El jefe de los gendarmes sacó del cartapacio unas hojas escritas con la letra menuda y regular de un amanuense y comenzó a leer:

Querido Lavrentii, los acontecimientos en nuestra Constantinopla, protegida por Alá, se desarrollan tan impetuosamente que incluso a mí me cuesta seguirlos, y ya sabes que tu seguro servidor, sin falsas modestias, viene tomando el pulso a este «Enfermo de Europa» desde hace tiempo. Este pulso, no sin mi alícuota contribución, se ha debilitado progresivamente e incluso prometía detenerse del todo en poco tiempo, pero desde el mes de mayo…

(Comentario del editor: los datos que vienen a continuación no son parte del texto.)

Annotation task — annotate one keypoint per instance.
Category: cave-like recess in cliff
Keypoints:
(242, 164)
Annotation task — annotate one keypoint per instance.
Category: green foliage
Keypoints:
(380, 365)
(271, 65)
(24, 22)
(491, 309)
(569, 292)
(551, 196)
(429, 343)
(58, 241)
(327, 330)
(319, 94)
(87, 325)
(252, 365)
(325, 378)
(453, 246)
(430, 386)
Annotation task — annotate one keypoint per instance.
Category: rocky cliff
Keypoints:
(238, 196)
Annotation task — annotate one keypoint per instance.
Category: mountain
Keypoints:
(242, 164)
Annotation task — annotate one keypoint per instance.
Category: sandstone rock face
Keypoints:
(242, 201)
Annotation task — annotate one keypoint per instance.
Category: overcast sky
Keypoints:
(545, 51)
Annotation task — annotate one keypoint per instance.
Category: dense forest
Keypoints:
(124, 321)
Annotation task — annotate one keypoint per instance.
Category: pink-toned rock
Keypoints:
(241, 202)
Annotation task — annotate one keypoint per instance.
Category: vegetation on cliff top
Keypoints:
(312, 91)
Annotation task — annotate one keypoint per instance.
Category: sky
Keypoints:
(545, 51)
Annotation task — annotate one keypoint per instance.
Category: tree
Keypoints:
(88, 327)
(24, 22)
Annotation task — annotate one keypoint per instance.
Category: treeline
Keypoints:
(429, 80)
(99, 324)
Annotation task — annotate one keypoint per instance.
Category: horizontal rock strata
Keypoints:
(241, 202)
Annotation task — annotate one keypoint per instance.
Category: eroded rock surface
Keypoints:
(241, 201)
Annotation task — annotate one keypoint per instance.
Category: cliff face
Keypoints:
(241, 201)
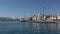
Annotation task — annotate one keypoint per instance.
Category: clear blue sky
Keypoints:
(16, 8)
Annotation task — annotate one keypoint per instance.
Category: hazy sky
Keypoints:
(16, 8)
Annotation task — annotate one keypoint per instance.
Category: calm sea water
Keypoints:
(29, 28)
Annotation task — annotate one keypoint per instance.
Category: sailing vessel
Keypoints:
(42, 18)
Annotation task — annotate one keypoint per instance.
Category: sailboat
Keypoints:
(43, 19)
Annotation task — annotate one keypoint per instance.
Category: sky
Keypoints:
(19, 8)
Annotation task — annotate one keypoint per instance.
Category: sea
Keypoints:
(16, 27)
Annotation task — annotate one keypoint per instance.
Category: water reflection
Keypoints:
(29, 28)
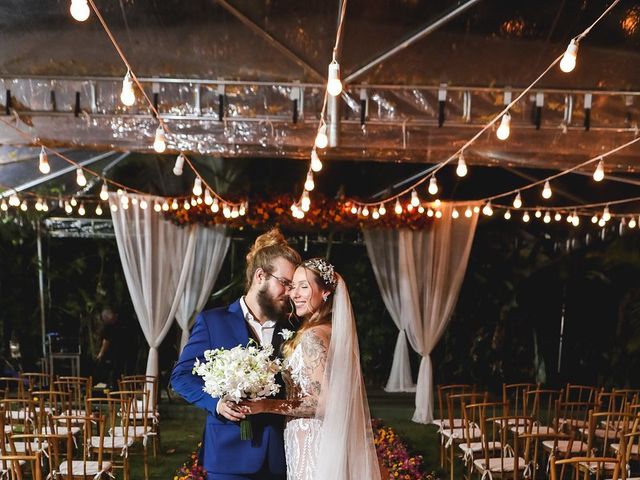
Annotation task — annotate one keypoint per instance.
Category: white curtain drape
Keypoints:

—Se refiere al año pasado, mil ochocientos setenta y seis —consideró oportuno aclarar Mizinov.

… pero desde el mes de mayo el enfermo ha enfebrecido tan de repente que hasta parece posible que el Bósforo se desborde y los muros de Constantinopla se derrumben, y a ti no te quede lugar donde colgar el tablón de anuncios.

El pasado mayo regresó triunfalmente a esta capital del gran e incomparable sultán Abdulaziz, sombra del Altísimo y guardián de la Fe, el pachá Midhat de su destierro, trayendo consigo a su mano derecha, el hábil efendi Anwar.

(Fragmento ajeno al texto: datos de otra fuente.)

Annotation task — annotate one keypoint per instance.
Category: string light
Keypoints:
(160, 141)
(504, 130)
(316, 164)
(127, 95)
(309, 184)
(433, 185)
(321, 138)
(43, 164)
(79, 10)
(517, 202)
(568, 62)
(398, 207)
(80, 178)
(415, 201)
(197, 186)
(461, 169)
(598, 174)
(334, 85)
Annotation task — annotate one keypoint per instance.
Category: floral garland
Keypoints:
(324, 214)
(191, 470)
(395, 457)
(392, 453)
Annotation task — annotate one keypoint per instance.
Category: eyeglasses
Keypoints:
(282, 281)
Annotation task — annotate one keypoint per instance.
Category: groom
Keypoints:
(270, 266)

Esta vez Anwar, que parecía haber aprendido la lección, siguió una estrategia mixta: en parte europea, en parte oriental. Empezó a la europea: sus agentes comenzaron a frecuentar los astilleros, los arsenales y la Casa de la Moneda y, al poco tiempo, los trabajadores de esos centros, que llevaban meses sin recibir sus salarios, salieron en masa a protestar a la calle. Luego continuó con una artimaña puramente oriental. El 25 de mayo, el pachá Midhat proclamó públicamente a los musulmanes que el Profeta se le había aparecido en sueños (como si se pudiese comprobar) y le había encargado a su humilde esclavo que salvara a la moribunda Turquía.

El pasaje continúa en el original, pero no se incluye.